Um dia o director do banco chamou-o. Queria conhecer pessoalmente aquele cliente tão importante e, ao mesmo tempo, propor-lhe que diversificasse o investimento, que não tivesse dinheiro parado, etc. A coisa ia no bom caminho quando, ao ver o seu cliente assinar de cruz os documentos, o director fez um enorme ar de espanto e nem queria acreditar que estava diante de um analfabeto. "O senhor não sabe ler nem escrever? Espantoso! O senhor é hoje o que é, com toda esta fortuna, sem saber ler nem escrever! Já pensou no que seria, se tivesse estudado?" "Já", respondeu o homem, "seria sacristão da igreja de São Paulo"

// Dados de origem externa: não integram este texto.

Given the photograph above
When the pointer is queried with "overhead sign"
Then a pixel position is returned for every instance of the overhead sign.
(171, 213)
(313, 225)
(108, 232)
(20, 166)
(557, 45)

Quero dedicar esta história (magnificamente contada por Somerset Maugham num dos seus livros de "short stories") à mente iluminada que engendrou aqueles cartazes publicitários dos fulanos que não terminaram os estudos. A ideia de que o saber é muito bonito é, evidentemente, uma ideia louvável - mas não é achincalhando os outros que ela se defende. Gostava de saber como viveríamos se não houvesse quem recolhesse o lixo, ou engomasse a roupa, ou nos atendesse num restaurante, ou, ou, ou...(E já agora - o que não dariam muitos doutores, de curso acabado e sem emprego à vista, por um lugarzito de porteiro?)